Il ne s'agit pas, en effet, que tous les verres soient de môme grandeur ;
l'essentiel est qu'ils soient toujours pleins. Un nain, tout couvert d'or, se
trouverait aussi bien partagé qu'un géant, si, pour tous deux, le bonheur
suprême consistait à être tout couvert d'or. C'est l'ingénieuse comparaison
imaginée par saint François de Sales au sujet des élus, pour expliquer l'égalité
du bonheur dans l'inégalité de la gloire ; comparaison si fine et si juste qu'on
peut l'appliquer à tous les degrés de la vie et à toutes les formes de la
perfection.
Il n'est pas donné à chacun d'être un de ces fleuves majestueux dont les eaux
répandent partout la fertilité sur leur passage ;
mais le plus humble ruisseau, si l'onde en est pure et limpide, reflète le ciel
aussi bien que les plus vastes rivières et que les profondeurs de l'Océan.
« Je le conduirai dans la solitude, et là je parlerai à son cœur », dit un
prophète hébreu.
L'excellent auteur de l'Imitation exprime ainsi la même pensée ; « L'habitude de
la retraite en augmente le charme. »
— Enfin, dit-on encore avec un air gracieux, que voulez-vous ? ce sont les
inconvénients de la célébrité !...
Autre formule dont il serait grand temps de faire justice : car, en conscience,
être dévoré parce qu'on n'est plus ignoré, voilà qui est un bénéfice
médiocrement enviable. On ne saurait assez le redire : ce n'est pas la personne
de l'artiste qui appartient au monde ; ce sont ses œuvres : or, point d'œuvres
fortes, homogènes, durables, avec
un travail constamment interrompu et morcelé. Que le monde se pénètre donc de ce
dernier conseil adressé par Molière à l'illustre ministre de qui je parlais tout
à l'heure :
Souffre que, dans leur art, n'avançant chaque jour,
Par leurs ouvrages seuls ils
te fassent la cour.
Une trop large part accordée aux relations sociales expose encore l'artiste à un
autre danger duquel il n'est peut-être pas inutile de dire deux mots.

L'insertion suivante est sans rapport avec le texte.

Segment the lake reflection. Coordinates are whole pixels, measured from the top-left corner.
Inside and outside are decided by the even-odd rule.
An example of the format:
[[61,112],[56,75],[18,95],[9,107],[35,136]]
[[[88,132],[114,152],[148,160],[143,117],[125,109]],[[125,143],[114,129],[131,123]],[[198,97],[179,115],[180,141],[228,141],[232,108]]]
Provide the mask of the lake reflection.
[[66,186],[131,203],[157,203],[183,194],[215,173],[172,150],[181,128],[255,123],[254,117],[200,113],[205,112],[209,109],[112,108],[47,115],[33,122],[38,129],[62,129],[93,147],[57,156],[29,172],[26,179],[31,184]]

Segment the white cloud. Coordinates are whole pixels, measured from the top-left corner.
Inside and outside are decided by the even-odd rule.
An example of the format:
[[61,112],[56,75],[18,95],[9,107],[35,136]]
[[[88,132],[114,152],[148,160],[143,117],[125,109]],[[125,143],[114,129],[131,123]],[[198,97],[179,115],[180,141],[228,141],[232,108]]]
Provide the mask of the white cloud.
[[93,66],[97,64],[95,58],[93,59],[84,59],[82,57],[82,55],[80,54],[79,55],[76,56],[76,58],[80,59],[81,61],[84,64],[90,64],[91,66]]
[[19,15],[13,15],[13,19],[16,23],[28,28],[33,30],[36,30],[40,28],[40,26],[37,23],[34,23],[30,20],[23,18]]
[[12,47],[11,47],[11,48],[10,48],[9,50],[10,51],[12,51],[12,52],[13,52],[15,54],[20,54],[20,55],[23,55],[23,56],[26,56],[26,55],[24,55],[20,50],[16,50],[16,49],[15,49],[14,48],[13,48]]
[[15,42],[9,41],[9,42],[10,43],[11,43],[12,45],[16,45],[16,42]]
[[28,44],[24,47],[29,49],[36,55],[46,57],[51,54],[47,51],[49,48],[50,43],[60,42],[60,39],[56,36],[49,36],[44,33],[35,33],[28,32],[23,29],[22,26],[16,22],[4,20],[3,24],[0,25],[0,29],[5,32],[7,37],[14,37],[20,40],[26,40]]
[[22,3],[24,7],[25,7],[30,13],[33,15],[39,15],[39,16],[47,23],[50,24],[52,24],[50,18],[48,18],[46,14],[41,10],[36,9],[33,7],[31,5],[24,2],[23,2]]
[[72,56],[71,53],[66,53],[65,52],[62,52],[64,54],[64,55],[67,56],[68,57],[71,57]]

A force d'entendre bourdonner autour de lui tant d'opinions diverses, d'éloges,
de critiques, d'engouements pour telles productions en vogue, l'artiste en
arrive insensiblement à douter de lui, de sa nature, des dictées de son émotion
personnelle, qui lui indiquait la route à suivre, et il finit par se sentir dans
un dédale inextricable ; la voix de son guide intérieur
disparaît dans le bruit de ce tourbillon, et c'est aux caprices d'une faveur
inconstante comme la mode qu'il mendie vainement le point d'appui qu'elle ne
peut donner. On dit : « Qui n'entend qu'une cloche n'entend qu'un son. » Cela
dépend du métal et de la fonte de la cloche, qui, lorsqu'elle est parfaite,
donne une admirable série de vibrations harmoniques. Mais entendre à la fois
toutes les cloches, quelle horrible cacophonie!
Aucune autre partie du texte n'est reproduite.